Na semana passada, a visita de George W. Bush, Presidente dos EUA, ao Brasil para assinar um memorando de entendimento entre os dois países motivou não só protestos da população brasileira, como também especulações a respeito da real intenção da passagem do dirigente norte-americano pelo território brasileiro.
A versão oficial apregoou que o propósito final da visita foi mesmo o estabelecimento de um acordo de cooperação tecnológica entre Brasil e EUA para a pesquisa e o desenvolvimento do etanol, álcool etílico a ser utilizado como combustível. A parceria seria então, nesse sentido, mais um esforço no caminho da substituição dos combustíveis fósseis – cujo maior exemplo é o petróleo – por fontes de energias mais baratas e menos poluentes.

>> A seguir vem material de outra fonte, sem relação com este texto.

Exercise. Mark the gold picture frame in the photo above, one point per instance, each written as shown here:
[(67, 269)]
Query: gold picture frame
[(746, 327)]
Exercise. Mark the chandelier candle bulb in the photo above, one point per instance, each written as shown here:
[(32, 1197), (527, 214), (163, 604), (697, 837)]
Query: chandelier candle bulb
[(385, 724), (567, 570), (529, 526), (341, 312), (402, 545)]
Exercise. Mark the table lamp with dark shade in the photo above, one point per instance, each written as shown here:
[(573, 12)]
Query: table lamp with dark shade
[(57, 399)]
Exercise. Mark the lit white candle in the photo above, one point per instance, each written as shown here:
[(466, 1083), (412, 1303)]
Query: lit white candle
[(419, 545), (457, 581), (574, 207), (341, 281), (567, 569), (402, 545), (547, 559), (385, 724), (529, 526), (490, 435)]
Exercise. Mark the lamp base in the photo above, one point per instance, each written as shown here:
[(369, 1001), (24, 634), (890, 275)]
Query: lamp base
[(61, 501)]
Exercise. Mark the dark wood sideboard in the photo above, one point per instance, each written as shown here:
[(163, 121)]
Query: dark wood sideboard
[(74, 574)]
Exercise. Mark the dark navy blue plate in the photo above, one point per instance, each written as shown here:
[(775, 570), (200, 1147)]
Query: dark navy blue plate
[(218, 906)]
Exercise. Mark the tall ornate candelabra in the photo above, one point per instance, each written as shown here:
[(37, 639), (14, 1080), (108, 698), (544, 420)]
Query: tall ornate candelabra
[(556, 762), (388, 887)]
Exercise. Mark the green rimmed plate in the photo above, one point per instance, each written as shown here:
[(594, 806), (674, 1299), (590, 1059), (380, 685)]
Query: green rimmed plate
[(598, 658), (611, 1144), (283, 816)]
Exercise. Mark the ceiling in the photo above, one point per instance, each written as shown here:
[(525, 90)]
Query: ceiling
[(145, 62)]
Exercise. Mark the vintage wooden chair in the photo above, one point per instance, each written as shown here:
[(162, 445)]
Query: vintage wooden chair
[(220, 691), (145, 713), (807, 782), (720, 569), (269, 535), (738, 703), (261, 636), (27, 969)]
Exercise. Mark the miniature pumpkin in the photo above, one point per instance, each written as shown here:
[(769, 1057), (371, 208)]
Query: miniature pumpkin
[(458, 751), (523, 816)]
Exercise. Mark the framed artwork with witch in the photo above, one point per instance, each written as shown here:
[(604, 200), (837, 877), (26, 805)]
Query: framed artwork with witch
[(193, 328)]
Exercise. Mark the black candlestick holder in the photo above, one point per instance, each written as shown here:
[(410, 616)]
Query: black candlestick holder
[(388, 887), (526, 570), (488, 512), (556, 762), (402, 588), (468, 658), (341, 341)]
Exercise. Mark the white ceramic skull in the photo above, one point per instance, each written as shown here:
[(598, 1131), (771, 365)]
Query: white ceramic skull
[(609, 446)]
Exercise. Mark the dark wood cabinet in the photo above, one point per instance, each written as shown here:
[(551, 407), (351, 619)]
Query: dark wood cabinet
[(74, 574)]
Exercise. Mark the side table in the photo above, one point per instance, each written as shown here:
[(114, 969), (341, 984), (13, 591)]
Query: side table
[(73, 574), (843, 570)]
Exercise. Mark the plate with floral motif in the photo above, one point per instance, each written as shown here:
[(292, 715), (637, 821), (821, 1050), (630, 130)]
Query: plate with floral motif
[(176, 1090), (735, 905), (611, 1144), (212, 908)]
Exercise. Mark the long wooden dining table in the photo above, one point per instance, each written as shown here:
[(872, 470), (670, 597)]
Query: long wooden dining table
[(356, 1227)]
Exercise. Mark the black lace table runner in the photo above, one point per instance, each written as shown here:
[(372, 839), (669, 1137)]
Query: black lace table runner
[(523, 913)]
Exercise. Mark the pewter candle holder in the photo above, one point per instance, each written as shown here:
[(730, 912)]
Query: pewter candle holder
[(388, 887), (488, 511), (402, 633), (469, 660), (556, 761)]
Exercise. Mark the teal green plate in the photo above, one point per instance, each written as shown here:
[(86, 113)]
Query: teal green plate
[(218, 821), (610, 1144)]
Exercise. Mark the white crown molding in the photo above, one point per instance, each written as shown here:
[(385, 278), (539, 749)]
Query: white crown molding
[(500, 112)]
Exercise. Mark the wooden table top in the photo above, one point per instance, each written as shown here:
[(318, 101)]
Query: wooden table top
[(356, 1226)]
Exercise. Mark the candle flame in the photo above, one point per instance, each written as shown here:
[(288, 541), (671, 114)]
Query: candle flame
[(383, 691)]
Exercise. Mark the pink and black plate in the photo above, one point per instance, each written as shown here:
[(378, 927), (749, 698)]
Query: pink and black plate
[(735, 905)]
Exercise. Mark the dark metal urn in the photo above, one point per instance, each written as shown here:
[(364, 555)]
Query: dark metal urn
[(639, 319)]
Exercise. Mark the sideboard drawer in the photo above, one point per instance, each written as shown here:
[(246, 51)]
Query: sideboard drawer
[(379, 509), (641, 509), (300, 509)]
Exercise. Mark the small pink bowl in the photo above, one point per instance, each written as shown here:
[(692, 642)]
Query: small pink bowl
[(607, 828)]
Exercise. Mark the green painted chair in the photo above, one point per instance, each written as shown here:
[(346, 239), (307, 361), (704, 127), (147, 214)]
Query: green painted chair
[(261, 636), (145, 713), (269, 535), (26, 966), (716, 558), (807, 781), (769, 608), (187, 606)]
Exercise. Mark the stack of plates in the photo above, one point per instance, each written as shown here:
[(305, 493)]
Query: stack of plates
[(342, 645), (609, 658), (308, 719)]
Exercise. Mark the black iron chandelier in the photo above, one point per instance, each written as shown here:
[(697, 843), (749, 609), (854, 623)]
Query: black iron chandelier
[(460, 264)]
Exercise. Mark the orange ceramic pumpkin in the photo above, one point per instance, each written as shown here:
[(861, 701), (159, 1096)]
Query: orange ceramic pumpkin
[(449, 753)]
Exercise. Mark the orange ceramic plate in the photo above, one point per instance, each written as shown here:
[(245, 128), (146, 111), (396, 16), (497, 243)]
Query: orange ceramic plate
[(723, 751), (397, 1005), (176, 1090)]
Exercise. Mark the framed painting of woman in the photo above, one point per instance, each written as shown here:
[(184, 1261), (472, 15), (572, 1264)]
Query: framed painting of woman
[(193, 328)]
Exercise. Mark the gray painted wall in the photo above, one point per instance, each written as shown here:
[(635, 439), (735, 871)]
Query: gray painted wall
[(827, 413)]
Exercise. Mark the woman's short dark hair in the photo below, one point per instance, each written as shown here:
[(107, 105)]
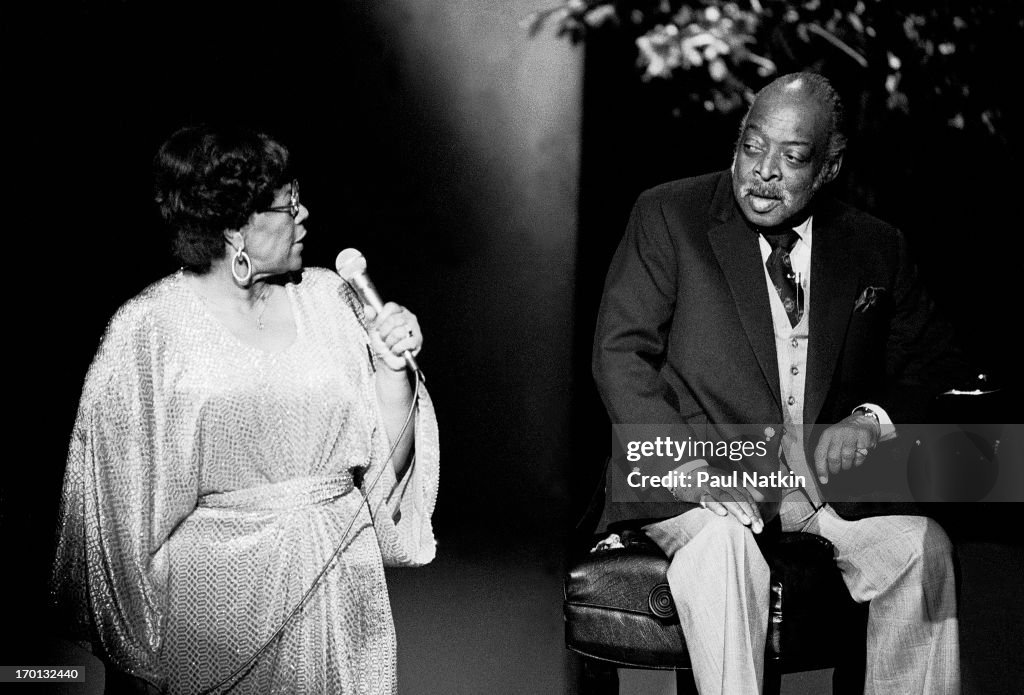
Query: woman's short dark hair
[(210, 179)]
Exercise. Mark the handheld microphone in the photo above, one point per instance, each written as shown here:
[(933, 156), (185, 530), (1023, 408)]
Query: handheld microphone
[(351, 265)]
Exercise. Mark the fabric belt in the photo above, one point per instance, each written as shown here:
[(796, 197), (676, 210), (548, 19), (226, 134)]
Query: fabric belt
[(287, 494)]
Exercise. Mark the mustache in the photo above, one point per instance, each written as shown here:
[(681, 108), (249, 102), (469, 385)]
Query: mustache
[(764, 190)]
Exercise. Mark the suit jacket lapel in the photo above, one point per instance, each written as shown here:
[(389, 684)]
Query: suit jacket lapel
[(738, 254), (833, 292)]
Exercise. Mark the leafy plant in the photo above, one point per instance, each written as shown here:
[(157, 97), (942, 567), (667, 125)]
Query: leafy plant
[(934, 57)]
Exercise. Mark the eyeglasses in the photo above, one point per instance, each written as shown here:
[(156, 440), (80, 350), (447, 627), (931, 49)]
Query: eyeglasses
[(293, 206)]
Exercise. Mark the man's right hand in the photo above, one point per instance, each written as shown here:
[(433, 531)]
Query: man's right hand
[(740, 503)]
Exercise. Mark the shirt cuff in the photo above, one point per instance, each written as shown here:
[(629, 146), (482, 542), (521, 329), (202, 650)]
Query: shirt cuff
[(887, 429)]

Não faltaram aqueles que, em contrapartida, visualizassem no acordo a tentativa de Bush de demarcar politicamente a América Latina, região que vem estabelecendo, cada vez mais, relações comerciais com a União Européia e que tem na liderança de Hugo Chaves, uma forte oposição às pretensões geopolíticas da Casa Branca.
Os argumentos, no entanto, encobriram, em parte, uma discussão aprofundada do foco fundamental da visita de Bush: a eficácia do etanol como fonte de energia limpa. Embora seja considerado um biocombustível, o álcool etílico possui uma cadeia de produção que envolve a queima da cana-de-açúcar na pré-colheita, processo responsável pela emissão de altos níveis de gás carbônico (CO2) para a atmosfera.
Esse dado não só embasa questionamentos acerca da validade dos investimentos feitos em etanol, mas também levanta debates sobre a forma como a questão energética vem sendo tratada pelos diferentes países. Para comentar essa questão, o Olhar Virtual entrevistou Luiz Fernando Legey, professor do Programa de Planejamento Energético, do Instituto Alberto Luiz Coimbra de Pesquisa e Pós-graduação em Engenharia (Coppe). Veja as contribuições do pesquisador para o assunto.
“É possível achar uma saída para o dilema das fontes de energia, só que acredito estarmos caminhando para o lado errado. Temos que nos concentrar em transformar o tipo de consumo dominante; é cada vez mais comum, por exemplo, vermos carros enormes que transportam apenas uma pessoa. O automóvel é uma das piores coisas que aconteceram em termos de utilização de recursos naturais. A quantidade de recursos que são carreados na construção de um automóvel é absurda; ele encarna bem o espírito individualista de nossos tempos.
Por isso creio que a solução para as fontes de energia exige toda uma mudança, não só no comportamento das pessoas como consumidores, como também na oferta de transporte coletivo que é oferecido a elas. Tem que haver investimentos maciços em transporte de massa. Devemos trabalhar o lado da oferta nesse sentido e não mudando apenas um combustível pelo outro.
Diante disso, acredito que o acordo firmado entre o Brasil e os EUA não muda nada. Ele não tem a menor importância; o memorando serviu muito mais para acalmar os ânimos dentro dos EUA do que para avançar na questão energética. Todos sabem que o Bush está mal junto à população norte-americana; creio que ele fez isso para desviar a atenção das críticas. Geralmente, quando a situação interna do presidente está ruim, adota-se a estratégia de mandá-lo para fora do país para que a mídia volte sua atenção para as viagens. Essa visita do Bush tem muito mais importância para dentro dos EUA do que para o Brasil ou para a questão da energia mundial.”